Кого-то она напоминала Ярославу… не ту ли первую его, забыл уж, как и звали, да толком и тогда не знал. Но та должна быть старше, сейчас ей где-то под пятьдесят. Этой же и тридцати, наверное, нет. Он тогда задыхался от желания, наэлектризованный атмосферой танцплощадки и тереховскими девчатами, с которыми стоял у плетня. Познакомились на танцах, он плохо танцевал, вела она, доверчиво прижимаясь к нему грудью. Ярослав все помнит, помнит памятью тела. От нее шел аромат взрослой, зрелой женщины, и он спросил дрожащим голосом, не проводить ли ее домой, она засмеялась всем существом своим, засмеялась и сказала: «Проводи», она была не тереховской, приезжала из Мрина к тетке, жившей возле районного суда в хатенке, окруженной подсолнухами. Он что-то говорил дрожащим, прерывистым голосом, ловил воздух широко открытым ртом, как рыба на песке, а она больше молчала или смеялась, как раньше, не голосом, а всем существом. Они целовались как сумасшедшие, сидя на завалинке; шумели, трещали стебли подсолнухов, перепуганная тетка даже зажгла свет. Тогда огородами они пошли в редакцию, у Ярослава был ключ. Он постелил на пол подшивки старых газет, они легли на газеты, и он беспомощно возился, пока женщина не помогла ему, зеленому мальчишке, а он удивленно прислушивался к своему телу, ставшему таким легким с первой в его жизни женщиной. Молодость бурлила в нем. «Пусть эта ночь будет нашей». Выкатил мотоцикл и повез ее к реке по темным полевым дорогам, и они купались, ловя в пригоршни отражения звезд в воде, и снова она любила его, на крутом берегу; никто потом так его не любил, потому что это было впервые, по-настоящему, все было впервые: прикосновения женщины, женская страсть, мир женского тела, такой неизведанный, такой таинственный, сколько его ни открывай, он все та же манящая тайна, а вниз по реке плыл ночной пароход, шлепали по воде колеса, и огни отражались в воде, соревнуясь со звездами…

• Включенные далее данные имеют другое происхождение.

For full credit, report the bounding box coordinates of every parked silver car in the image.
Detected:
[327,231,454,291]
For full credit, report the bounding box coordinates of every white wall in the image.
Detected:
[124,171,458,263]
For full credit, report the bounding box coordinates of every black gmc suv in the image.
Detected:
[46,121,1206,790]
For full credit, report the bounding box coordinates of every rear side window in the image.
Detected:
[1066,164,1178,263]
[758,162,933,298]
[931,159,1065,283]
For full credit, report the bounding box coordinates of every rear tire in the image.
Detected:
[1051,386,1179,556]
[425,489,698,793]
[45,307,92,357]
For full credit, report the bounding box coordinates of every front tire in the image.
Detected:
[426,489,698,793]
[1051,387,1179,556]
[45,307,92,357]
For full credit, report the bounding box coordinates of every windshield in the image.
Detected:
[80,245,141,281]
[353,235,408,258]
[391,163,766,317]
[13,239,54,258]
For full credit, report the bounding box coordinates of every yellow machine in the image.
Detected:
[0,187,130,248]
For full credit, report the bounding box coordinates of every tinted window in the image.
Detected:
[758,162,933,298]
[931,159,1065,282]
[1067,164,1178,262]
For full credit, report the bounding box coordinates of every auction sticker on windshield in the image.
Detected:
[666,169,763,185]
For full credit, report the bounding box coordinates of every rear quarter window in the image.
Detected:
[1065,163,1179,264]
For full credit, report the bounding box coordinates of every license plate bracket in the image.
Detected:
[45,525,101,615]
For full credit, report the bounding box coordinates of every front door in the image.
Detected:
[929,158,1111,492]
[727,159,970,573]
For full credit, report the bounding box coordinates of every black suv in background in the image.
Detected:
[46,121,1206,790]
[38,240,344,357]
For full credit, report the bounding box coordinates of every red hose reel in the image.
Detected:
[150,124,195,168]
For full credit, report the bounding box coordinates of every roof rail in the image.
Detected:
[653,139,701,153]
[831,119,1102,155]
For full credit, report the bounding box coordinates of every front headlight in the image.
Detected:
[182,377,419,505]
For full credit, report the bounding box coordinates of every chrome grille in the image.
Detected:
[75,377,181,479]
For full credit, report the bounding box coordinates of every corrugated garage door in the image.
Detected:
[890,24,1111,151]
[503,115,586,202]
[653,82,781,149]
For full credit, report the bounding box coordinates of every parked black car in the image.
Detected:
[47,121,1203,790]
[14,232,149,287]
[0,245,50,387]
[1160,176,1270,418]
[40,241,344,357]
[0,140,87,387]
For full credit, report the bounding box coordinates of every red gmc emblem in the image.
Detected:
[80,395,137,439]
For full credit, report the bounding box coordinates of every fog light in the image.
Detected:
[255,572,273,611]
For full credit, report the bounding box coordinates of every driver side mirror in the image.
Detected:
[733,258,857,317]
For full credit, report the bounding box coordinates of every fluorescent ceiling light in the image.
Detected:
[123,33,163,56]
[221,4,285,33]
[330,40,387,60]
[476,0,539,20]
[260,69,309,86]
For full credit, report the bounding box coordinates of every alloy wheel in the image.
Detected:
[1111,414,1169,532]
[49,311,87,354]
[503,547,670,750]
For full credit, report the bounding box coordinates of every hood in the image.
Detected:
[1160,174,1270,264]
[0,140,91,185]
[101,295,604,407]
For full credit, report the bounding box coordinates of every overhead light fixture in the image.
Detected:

Где же все это, и было ли вообще?! Рябь на быстрине времени, и снова гладь, все приснилось, все привиделось.
— Ладно, я переговорю с вашим председателем.
— Переговорить и я могу, и говорила тысячу раз. А вода как текла на моего ребенка, так и течет, а дело к зиме. Наш председатель только о себе думает, за людей у него душа не болит.